SportsCenter AM was a radio show on ESPN Radio hosted by ESPN Radio SportsCenter anchor Jay Reynolds. The show has been replaced by First and Last in July 2017. SportsCenter AM featured scores from all major sporting events including the NFL, NBA, NHL, and MLB. The show usually played audio highlights for last minute shots, game winning homers, and other exciting events from the previous day's sporting events. All the major games were discussed at least twice during the show in a score fashion outside of the SportsCenter breaks, and exciting matches were usually mentioned at least three times.
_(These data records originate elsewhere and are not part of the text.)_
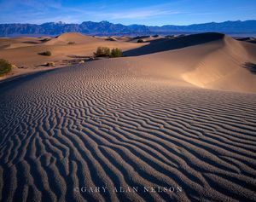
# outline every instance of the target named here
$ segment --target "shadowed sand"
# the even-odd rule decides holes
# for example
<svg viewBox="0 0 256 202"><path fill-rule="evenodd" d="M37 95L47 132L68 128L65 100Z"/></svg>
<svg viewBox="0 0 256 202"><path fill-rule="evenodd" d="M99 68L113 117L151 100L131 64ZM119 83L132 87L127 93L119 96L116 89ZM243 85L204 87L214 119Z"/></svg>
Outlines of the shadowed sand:
<svg viewBox="0 0 256 202"><path fill-rule="evenodd" d="M1 84L0 200L255 201L254 50L224 37Z"/></svg>

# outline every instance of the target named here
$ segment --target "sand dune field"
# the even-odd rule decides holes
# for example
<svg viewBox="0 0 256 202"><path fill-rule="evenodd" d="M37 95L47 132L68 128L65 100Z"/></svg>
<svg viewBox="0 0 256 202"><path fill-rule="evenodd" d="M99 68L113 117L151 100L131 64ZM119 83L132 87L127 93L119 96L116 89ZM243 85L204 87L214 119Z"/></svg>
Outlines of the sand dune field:
<svg viewBox="0 0 256 202"><path fill-rule="evenodd" d="M256 44L206 38L0 84L0 201L256 201Z"/></svg>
SportsCenter AM lasted one hour from 4:00 a.m. to 5:00 a.m. ET, re-airing at 5:00 am ET. The show led into Mike and Mike in the Morning. It ran much like the SportsCenter program on ESPN television. Reynolds recapped scores and plays audio highlights from a variety of sports. Interviews from earlier ESPN Radio shows in the previous day discussing what might happen in the game and postgame interviews shown on SportsCenter were also played. No live interviews or call-ins took place during the hour. Differences existed within the SportsCenter updates during the show. Instead of having an update every 20 minutes, Bob Picozzi only did one SportsCenter update at 4:30 a.m. A SportsCenter Express, hosted by Doug Brown, took place where the normal SportsCenter breaks would be, at 4:20 and 4:40 a.m.